Friday, October 17, 2008

History


My Path to Abstraction
This work is titled '1973' oil on canvas, made in 2003. On my web page I have a history page that features my life in site-bites. At Western Kentucky University as an undergraduate, I was already creating abstract paintings of faces and figures, however, much of the quality was lacking and I think I know why. The few pieces that I put a lot of thought into tended to be more successful. Often, I had a real problem with craftsmanship and many times I didn't fully think out what my goals were when creating the art series. I really was finding my way and at the same time I was trying to reject my training as a graphic designer. In 2002, I found myself in New York City at the Armoury Show. I was already looking at grad-schools, but after going to that show, I felt in my gut that my work would not be good enough to get into a program. My brother was seeking his PhD at the University of Texas at Dallas, so before I went to New York, I look up the artists teaching at UTD. The artist/professor John Pomara looked like he was doing something very interesting.

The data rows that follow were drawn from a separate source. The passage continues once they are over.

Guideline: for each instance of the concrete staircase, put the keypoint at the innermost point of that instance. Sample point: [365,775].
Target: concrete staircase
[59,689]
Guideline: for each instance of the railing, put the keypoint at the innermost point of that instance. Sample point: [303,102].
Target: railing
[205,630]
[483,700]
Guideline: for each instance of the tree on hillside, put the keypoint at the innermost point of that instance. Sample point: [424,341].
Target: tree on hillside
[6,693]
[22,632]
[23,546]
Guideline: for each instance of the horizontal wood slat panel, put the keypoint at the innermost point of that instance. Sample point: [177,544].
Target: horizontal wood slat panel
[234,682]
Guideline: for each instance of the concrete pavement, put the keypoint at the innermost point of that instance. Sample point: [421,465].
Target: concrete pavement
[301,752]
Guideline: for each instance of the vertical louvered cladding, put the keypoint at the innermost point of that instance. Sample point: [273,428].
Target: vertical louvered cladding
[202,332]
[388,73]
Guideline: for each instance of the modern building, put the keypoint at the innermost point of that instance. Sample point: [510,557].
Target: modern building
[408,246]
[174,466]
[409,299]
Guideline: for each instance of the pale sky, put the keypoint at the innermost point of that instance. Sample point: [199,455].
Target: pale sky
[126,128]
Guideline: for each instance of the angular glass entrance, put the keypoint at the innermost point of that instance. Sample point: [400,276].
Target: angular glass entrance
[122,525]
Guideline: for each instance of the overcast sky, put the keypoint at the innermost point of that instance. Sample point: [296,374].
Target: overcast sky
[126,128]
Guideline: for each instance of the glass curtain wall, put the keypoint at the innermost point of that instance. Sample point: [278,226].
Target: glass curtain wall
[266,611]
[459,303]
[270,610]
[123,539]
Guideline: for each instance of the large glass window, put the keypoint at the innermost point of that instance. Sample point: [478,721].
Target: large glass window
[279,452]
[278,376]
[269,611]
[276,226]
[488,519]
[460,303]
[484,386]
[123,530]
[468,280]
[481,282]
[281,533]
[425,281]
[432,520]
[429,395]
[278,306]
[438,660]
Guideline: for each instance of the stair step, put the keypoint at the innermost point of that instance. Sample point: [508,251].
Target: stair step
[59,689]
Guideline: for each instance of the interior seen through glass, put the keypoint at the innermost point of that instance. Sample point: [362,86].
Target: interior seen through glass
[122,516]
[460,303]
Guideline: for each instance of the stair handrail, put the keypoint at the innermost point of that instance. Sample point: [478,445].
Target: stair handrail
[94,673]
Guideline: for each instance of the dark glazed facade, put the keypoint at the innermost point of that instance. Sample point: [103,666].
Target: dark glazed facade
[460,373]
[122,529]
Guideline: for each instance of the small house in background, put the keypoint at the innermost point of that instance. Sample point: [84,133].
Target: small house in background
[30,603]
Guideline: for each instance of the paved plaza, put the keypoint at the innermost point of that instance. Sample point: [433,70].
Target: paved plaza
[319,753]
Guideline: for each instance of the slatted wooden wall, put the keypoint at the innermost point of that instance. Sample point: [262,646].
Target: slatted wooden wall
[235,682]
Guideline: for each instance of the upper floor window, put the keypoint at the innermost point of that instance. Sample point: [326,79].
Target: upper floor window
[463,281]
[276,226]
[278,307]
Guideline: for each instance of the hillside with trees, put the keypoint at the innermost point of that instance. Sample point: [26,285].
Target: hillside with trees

And, while I was at the Armoury Show, I saw a gallery that was representing his work and I was hooked. I said to myself, I have to study under this artist. So, after a meeting with poet/professor Fred Turner, who help me get into the program at UTD as an Master of Arts student; I started focusing on some new art. Back in 2001, I started on two different series. One was painting series was cartoon rendered stories of my life and the other series was based on the hand written signature. In my first class with Pomara, he asked me why I has rejecting my graphic design training? Well, it was a light bulb that appeared over my head. I started making digital paintings out of abstracting text. Soon, I started to digitally abstract peoples signatures to create new way of imaging a portrait. Once I built up my portfolio, I applied to the University of North Texas where I am currently getting my Master of Fine Arts. My new work returns to abstracting text, but in a new way that my first attempt in my MA.

2 comments:

TonyN said...

"Site-bites, huh?" That's a new one on me. I like it! Consider yourself ripped-off…

Todd Camplin said...

Great, I release the word to the English language vonacular.